A La Minute is a French culinary term that means "made to order." Owner Cassi Burk and her husband recently opened the shop, which has fast become a local favorite.
"They like that it's creamy, they like that we use local ingredients. They know the people who actually grew our products," she said.
And that's part of the charm I love about Redlands. State Street, the center of the city's historic shopping district, has plenty of local mom-and-pop businesses with a creative flair.
At Sweet Memories, I can still indulge my sweet tooth on treats from my past, plus get a laugh at the modern twist on soda pops, with names like Dog Drool.
But no visit is complete for me without stopping off at the A.K.Smiley Public Library, which was built in 1898. It was a gift to the city by Albert K. Smiley.
"The whole thing cost $60,000 that he didn't have. So he went out and borrowed money to give his gift," said Dr. Nathan Gonzales, associate archivist at A.K. Smiley Public Library.
Gonzales says the building also houses an art collection and repository of local history.

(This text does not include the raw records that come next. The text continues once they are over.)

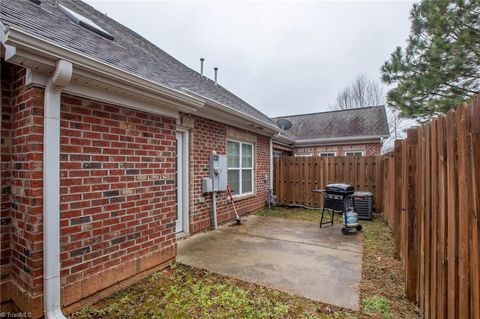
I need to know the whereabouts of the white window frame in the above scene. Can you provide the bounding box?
[227,140,254,197]
[295,153,312,157]
[319,151,336,157]
[344,150,364,156]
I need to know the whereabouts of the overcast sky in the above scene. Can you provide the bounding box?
[85,0,414,117]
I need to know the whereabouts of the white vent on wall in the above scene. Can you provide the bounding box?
[59,4,114,41]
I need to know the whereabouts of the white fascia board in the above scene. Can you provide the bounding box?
[182,88,281,134]
[73,68,196,112]
[25,68,180,119]
[198,107,278,137]
[272,140,294,149]
[2,26,205,110]
[272,133,295,145]
[65,81,180,119]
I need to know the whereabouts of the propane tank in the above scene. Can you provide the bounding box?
[344,207,359,228]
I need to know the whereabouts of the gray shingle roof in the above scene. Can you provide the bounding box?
[0,0,275,126]
[273,106,390,140]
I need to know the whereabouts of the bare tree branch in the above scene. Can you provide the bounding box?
[332,74,385,109]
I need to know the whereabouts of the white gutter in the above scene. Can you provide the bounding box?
[43,60,72,319]
[272,132,295,145]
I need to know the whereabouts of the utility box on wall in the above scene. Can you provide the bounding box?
[202,177,212,193]
[209,154,227,192]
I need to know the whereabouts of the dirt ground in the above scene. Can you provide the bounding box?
[72,207,419,319]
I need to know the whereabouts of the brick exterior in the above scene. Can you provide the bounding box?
[0,60,25,307]
[58,95,177,310]
[185,113,270,234]
[1,60,43,313]
[1,60,271,316]
[294,142,381,156]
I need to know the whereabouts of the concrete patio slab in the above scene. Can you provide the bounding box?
[177,215,363,310]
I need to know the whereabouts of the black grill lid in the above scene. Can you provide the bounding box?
[325,183,354,192]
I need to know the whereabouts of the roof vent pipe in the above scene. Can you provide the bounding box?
[214,67,218,86]
[200,58,204,76]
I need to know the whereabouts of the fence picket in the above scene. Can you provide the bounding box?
[446,109,459,319]
[456,104,470,319]
[469,97,480,319]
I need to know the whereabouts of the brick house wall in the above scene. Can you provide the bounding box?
[185,113,270,234]
[294,142,381,156]
[0,59,23,308]
[0,60,45,313]
[1,59,272,316]
[58,95,177,312]
[1,60,179,317]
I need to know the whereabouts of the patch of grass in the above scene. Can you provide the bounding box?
[72,207,419,319]
[256,206,343,224]
[360,217,419,318]
[362,296,392,319]
[72,264,355,319]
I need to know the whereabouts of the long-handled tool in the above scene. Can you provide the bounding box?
[227,185,242,224]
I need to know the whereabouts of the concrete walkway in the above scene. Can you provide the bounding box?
[177,215,363,310]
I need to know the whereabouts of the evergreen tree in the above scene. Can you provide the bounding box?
[381,0,480,118]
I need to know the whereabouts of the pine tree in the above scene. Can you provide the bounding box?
[381,0,480,118]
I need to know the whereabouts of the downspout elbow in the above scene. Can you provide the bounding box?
[44,60,72,319]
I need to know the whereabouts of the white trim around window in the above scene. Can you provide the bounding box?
[227,140,254,196]
[295,153,312,157]
[344,150,364,156]
[319,151,336,157]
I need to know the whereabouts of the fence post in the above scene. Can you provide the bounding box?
[400,139,408,268]
[405,128,418,302]
[392,141,403,257]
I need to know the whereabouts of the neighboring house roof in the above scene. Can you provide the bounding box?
[0,0,275,128]
[273,106,390,144]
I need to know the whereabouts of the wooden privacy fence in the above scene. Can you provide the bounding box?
[272,97,479,318]
[383,98,480,319]
[273,156,383,211]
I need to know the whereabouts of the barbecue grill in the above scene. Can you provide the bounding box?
[313,183,354,227]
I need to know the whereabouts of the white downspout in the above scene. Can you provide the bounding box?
[43,60,72,319]
[269,138,273,188]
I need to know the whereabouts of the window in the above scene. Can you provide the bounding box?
[319,151,336,157]
[295,153,312,157]
[345,151,364,156]
[273,150,283,158]
[227,141,253,195]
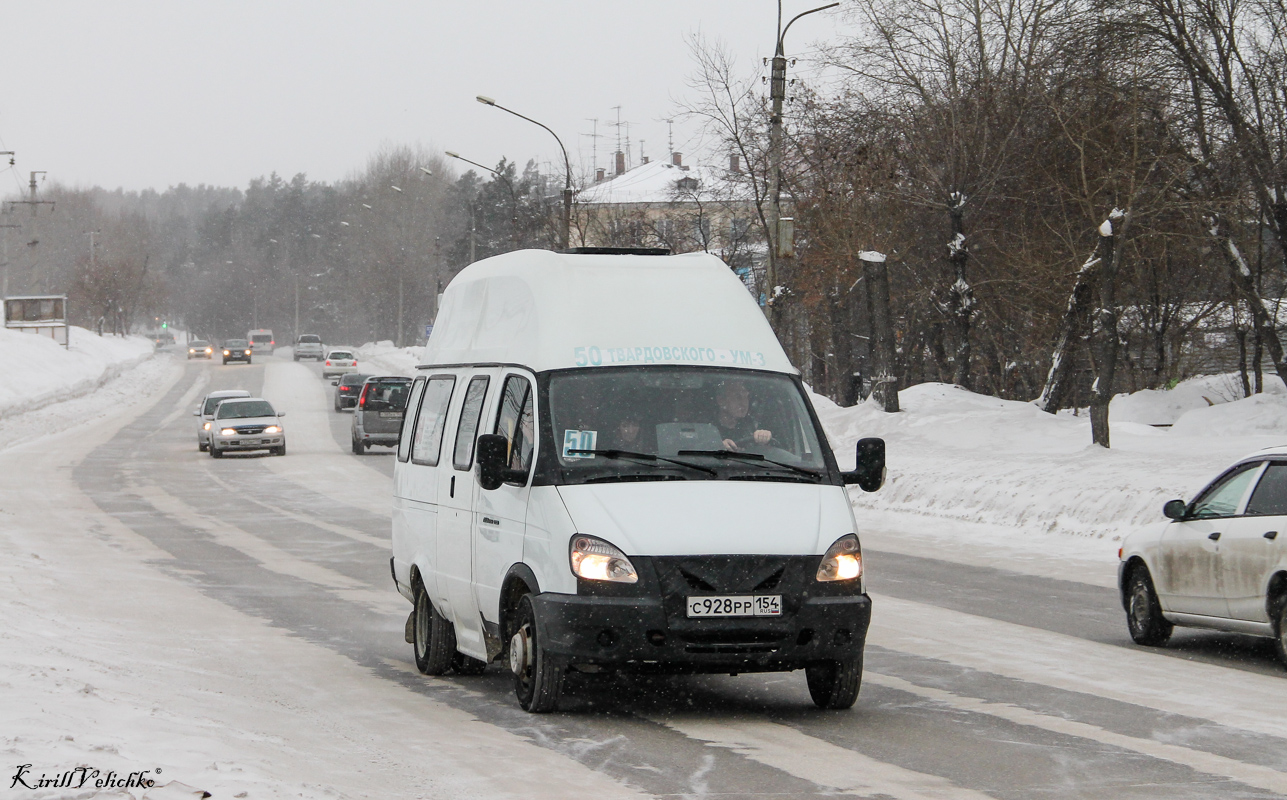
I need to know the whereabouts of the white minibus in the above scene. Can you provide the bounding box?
[390,249,884,712]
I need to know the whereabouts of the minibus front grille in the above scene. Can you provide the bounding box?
[680,630,785,655]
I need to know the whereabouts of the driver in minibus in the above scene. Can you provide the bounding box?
[714,379,772,451]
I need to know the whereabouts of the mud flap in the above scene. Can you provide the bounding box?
[404,611,415,644]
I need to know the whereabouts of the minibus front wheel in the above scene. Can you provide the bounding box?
[413,581,455,676]
[510,594,566,713]
[806,654,863,710]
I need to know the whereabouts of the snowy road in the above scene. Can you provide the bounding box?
[5,351,1286,799]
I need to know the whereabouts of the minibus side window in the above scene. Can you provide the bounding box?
[453,376,491,470]
[397,377,426,463]
[494,375,535,476]
[411,376,456,466]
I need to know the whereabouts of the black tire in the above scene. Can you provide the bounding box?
[210,444,223,459]
[1273,599,1287,670]
[806,653,863,710]
[275,444,286,456]
[351,436,363,455]
[453,652,489,675]
[198,442,207,452]
[413,581,455,675]
[1126,566,1173,647]
[511,594,565,713]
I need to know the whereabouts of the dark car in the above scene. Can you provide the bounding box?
[222,338,253,365]
[332,373,372,411]
[351,376,412,453]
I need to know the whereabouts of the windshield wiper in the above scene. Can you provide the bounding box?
[676,450,822,479]
[567,449,718,476]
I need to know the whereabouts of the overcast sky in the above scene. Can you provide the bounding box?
[0,1,849,194]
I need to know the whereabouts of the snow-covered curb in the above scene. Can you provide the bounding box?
[0,326,156,420]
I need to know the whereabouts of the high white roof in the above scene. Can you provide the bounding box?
[420,249,794,374]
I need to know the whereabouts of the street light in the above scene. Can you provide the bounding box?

An interesting detail about the library is the carving of the devil placed right in front of the circulation desk. They don't know why it was placed there. Some believe it was put there as a warning to make sure to turn in your books on time.
A stroll outside, I am transported back in time to the city's elegant past. Redlands has strong sense of preservation, with many of its historic homes listed on the National Register of Historic Places. I've always been fascinated by old homes and the stories behind them.
"Our house was built by a widow of an orange farmer who'd had a home further out into the country, and so when she became a widow, she moved here and lived in this home," said Linda Walsh of Redlands.
From its unique shops to its sense of history, Redlands continues to earn the title "Jewel of the Inland Empire."